Den zweiten Teil eröffnet der Sopran mit der zarten und wehmütigen Arie „Fließt, ihr Lieb- und Trauertränen“, die auf der Bibelstelle Lk 18,31–33 fußt und die musikalisch geprägt ist von den Worten „Fließt“ und „Trauertränen“, und dem Rezitativ „Dies ist das Reis’geschenk“. Mit einem Arioso („O wundergroße Lieb“), das Gottes Liebe zum Menschen in großer Not über alles stellt, leitet der Alt zum Schlusschor über, der Jesus zunächst in Form einer fugierten Imitatio gedanklich auf dem bitteren Gang nach Golgotha begleitet („Zieh, teurer Jesus, hin“) und die drohenden Schmerzen mit dem Passus duriusculus (chromatische Linien) in Musik verwandelt. Mit zwei Strophen des Chorals („O große Lieb“) schließt die Kantate in einem Dank aller Gläubigen für die große Liebe, die uns alle erlöst.
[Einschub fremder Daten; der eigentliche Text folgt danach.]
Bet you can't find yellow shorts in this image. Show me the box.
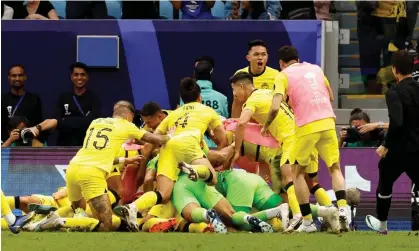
[291,129,339,171]
[148,201,176,219]
[306,149,319,173]
[32,194,60,208]
[157,134,205,181]
[106,165,121,179]
[66,164,108,202]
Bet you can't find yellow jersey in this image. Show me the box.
[274,72,336,137]
[243,90,295,142]
[142,110,172,133]
[156,102,222,140]
[70,118,146,173]
[236,66,279,90]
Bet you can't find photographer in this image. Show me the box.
[339,108,387,147]
[1,116,57,147]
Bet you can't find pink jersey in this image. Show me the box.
[282,62,336,127]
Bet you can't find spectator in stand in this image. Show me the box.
[65,1,109,19]
[1,64,42,141]
[170,0,215,19]
[180,61,229,148]
[281,1,316,20]
[56,62,100,146]
[314,0,332,20]
[412,41,419,82]
[356,0,408,94]
[1,2,14,20]
[339,108,388,147]
[1,116,57,147]
[121,1,160,19]
[240,0,276,20]
[14,0,59,20]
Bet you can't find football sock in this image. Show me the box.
[285,181,301,218]
[192,207,209,223]
[335,190,348,209]
[130,191,162,212]
[191,165,211,180]
[1,192,16,225]
[188,222,210,233]
[55,206,74,218]
[310,184,332,206]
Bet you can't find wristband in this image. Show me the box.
[378,121,384,129]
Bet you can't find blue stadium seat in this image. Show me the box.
[160,1,173,19]
[211,0,226,19]
[51,1,65,19]
[106,0,122,19]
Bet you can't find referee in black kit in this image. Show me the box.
[377,51,419,234]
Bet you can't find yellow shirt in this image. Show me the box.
[274,72,335,137]
[236,66,279,90]
[142,110,172,132]
[156,102,222,139]
[70,118,146,173]
[243,90,295,142]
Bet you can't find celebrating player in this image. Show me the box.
[114,78,226,228]
[231,40,278,118]
[262,46,349,232]
[230,72,301,228]
[52,102,169,231]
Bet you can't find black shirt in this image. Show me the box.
[384,78,419,152]
[56,91,100,146]
[1,92,42,139]
[412,60,419,82]
[13,1,55,19]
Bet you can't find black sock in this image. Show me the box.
[15,196,20,209]
[310,184,322,195]
[154,191,163,205]
[335,190,346,201]
[300,203,311,216]
[376,191,391,221]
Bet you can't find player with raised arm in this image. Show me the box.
[262,46,349,232]
[230,72,301,229]
[55,102,169,231]
[114,78,226,231]
[231,39,278,118]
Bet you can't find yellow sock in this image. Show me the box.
[84,204,93,217]
[303,214,313,220]
[1,191,12,216]
[142,218,167,232]
[1,218,9,229]
[6,196,16,210]
[62,218,99,232]
[137,218,144,226]
[135,192,157,212]
[287,185,301,215]
[189,222,209,233]
[336,200,348,208]
[192,165,211,180]
[55,206,74,218]
[112,215,121,231]
[269,217,284,232]
[314,188,332,206]
[108,191,116,205]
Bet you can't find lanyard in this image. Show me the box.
[73,95,86,116]
[10,93,26,117]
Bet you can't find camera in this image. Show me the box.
[344,127,384,146]
[19,128,35,145]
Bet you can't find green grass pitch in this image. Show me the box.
[1,231,419,251]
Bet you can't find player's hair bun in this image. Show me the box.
[351,108,362,116]
[181,78,196,91]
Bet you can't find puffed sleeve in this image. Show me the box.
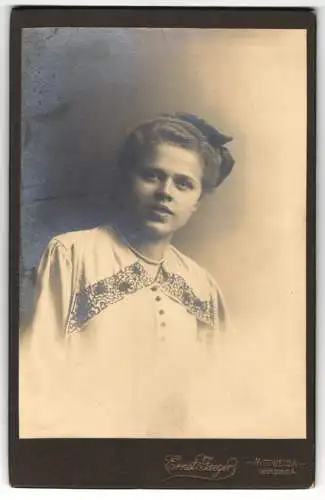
[19,239,72,437]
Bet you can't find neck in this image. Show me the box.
[129,240,170,262]
[112,216,171,262]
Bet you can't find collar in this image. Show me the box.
[66,254,217,335]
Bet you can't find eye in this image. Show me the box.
[175,177,194,191]
[140,168,159,182]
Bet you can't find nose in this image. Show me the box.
[155,179,173,201]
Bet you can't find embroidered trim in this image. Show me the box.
[67,262,152,335]
[66,262,218,335]
[157,270,216,326]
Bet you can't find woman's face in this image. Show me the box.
[129,143,203,238]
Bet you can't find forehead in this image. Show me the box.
[147,143,202,179]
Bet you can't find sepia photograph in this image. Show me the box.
[19,24,306,438]
[9,6,312,488]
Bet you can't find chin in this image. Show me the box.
[144,221,174,238]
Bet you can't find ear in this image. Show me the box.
[192,192,203,213]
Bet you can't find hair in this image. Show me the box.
[118,112,235,192]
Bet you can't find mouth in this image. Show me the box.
[149,204,174,215]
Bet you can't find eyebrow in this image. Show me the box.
[140,164,200,183]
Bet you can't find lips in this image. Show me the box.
[149,204,174,215]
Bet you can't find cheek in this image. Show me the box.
[131,178,153,200]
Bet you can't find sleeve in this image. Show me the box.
[19,239,72,437]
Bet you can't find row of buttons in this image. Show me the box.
[151,285,166,340]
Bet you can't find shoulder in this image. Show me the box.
[49,226,116,250]
[47,226,119,257]
[168,246,228,330]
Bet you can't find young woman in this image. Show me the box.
[20,113,234,437]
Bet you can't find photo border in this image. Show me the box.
[9,7,316,489]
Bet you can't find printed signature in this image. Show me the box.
[164,453,238,481]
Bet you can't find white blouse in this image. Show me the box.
[19,226,226,437]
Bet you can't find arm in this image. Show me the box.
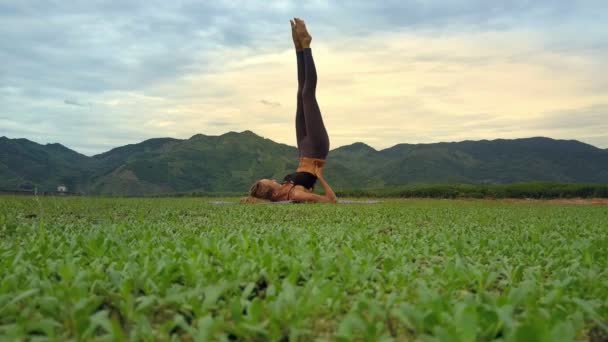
[293,168,337,203]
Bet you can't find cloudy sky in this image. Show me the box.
[0,0,608,155]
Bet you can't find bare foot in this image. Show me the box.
[289,20,302,51]
[293,18,312,49]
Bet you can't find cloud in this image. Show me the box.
[0,0,608,153]
[63,99,91,107]
[260,100,281,107]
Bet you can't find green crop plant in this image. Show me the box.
[0,197,608,341]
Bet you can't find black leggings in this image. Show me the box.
[296,48,329,159]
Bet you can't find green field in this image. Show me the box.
[0,197,608,341]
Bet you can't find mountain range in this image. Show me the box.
[0,131,608,196]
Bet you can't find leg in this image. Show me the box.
[300,48,329,159]
[296,50,306,154]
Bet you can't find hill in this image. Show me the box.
[0,131,608,195]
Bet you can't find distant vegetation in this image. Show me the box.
[0,197,608,342]
[0,131,608,197]
[337,183,608,199]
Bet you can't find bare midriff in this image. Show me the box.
[296,157,325,176]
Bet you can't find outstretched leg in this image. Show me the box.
[302,48,329,159]
[296,18,329,159]
[289,20,306,154]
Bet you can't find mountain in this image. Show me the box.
[0,131,608,195]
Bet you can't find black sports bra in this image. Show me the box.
[283,172,317,189]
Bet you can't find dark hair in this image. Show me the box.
[249,181,272,200]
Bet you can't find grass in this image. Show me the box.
[0,197,608,341]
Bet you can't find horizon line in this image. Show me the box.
[0,129,608,157]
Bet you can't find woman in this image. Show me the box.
[249,18,336,202]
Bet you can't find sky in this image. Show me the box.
[0,0,608,155]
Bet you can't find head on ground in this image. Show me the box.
[249,179,283,201]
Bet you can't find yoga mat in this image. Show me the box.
[208,199,382,205]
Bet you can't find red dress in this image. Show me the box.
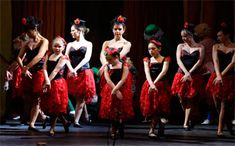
[206,51,235,100]
[67,47,96,103]
[99,63,134,121]
[171,50,205,100]
[140,57,171,116]
[22,47,44,97]
[41,55,68,115]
Die Klammer der Kantate bilden die Bass-Arie am Beginn und der Chorsatz am Ende, die in Tempo und Verlauf dieselbe Textur aufweisen. Besondere Bedeutung kommt in der Kantate, die die Erlösung der sündigen Menschen durch Gottes Liebestaten in den Fokus rückt, verschiedenen Elementen der musikalischen Rhetorik zu – die Chromatik (Passus duriusculus) spielt insbesondere in der Wortmalerei eine große Rolle. Textelemente, die im Stimmungsbereich der Worte „Tod und Trauer“, „Qual und Schmerzen“, „Sehnen und Tränen“ liegen, werden nahezu immer durch chromatische Linien ausgedrückt – entweder in den Sing- oder Instrumentalstimmen.
Text der Kantate
Prima Pars
1. Aria (Bass) |
Ja, mir hast du Arbeit gemacht mit deinen Sünden, du hast mir Mühe gemacht mit deinen Missetaten. Ich tilge deine Übertretung um meinetwillen und gedenke deiner Sünden nicht. |
2. Recitativo (Tenor) |
Der Herr der Herrlichkeit, |
3. Duetto (Alt und Tenor) |
Ach! der Sünden Greul und Wust, er mich hat beflecket, hat in meines Jesu Brust solche Qual erwecket. Ich bin der böse Knecht, den er sollte meiden, und mein Heiland ist gerecht, der will Strafe leiden. |
4. Recitativo (Bass) |
Sehet, wir gehen hinauf gen Jerusalem, |
Seconda Pars
5. Aria (Sopran) |
Fließt, ihr Lieb- und Trauertränen, weil sich Jesus ohne Schuld läßt um meiner Sünde höhnen und erträget mit Geduld, daß ihn Marterdornen krönen, um mit Gott mich auszusöhnen und zu bringen neue Huld. Fließt, ihr Lieb- und Trauertränen. |
6. Recitativo (Sopran) |
Dies ist das Reis'geschenk, das ich dir weiß zu geben, |
7. Arioso (Alt) |
O wundergroße Lieb, o Treu, der nichts zu gleichen, weil sie auch Gottes Sohn aus Gottes Schoße trieb, mir in so großer Not, die Hand zur Hülf zu reichen. |
8. Chorus (Chor) |
Zieh, teurer Jesus, hin, ich schau dir sehnlich nach,
1. O große Lieb', o Lieb' ohn alle Maßen,
2. Ach, großer König, groß zu allen Zeiten, |
Anmerkungen:
[1] Zit. nach: Scheide, William H. (1959): Johann Sebastian Bachs Sammlung von Kantaten seines Vetters Johann Ludwig Bach. In: Dürr, Alfred / Neumann, Werner (Hrsg.) (1959): Bach-Jahrbuch. 46. Jahrgang. Berlin: Evangelische Verlagsanstalt Berlin. S. 52–94. S. 54.
Quellenangaben:
Max, Hermann (1982): Vorwort. In: Max, Hermann (Hrsg.) (1992): Johann Ludwig Bach: Ja, mir hast Du Arbeit gemacht. Stuttgart: Carus-Verlag. S. 2f.
Treiber, Fritz (1937): Die thüringisch-sächsische Kirchenkantate zur Zeit des jungen Joh. Seb. Bach (etwa 1700-1723). In: Deutsche Gesellschaft für Musikwissenschaft (Hrsg.) (1937): Archiv für Musikforschung. 2. Jahrgang. Leipzig: Breitkopf & Härtel. S. 129-159.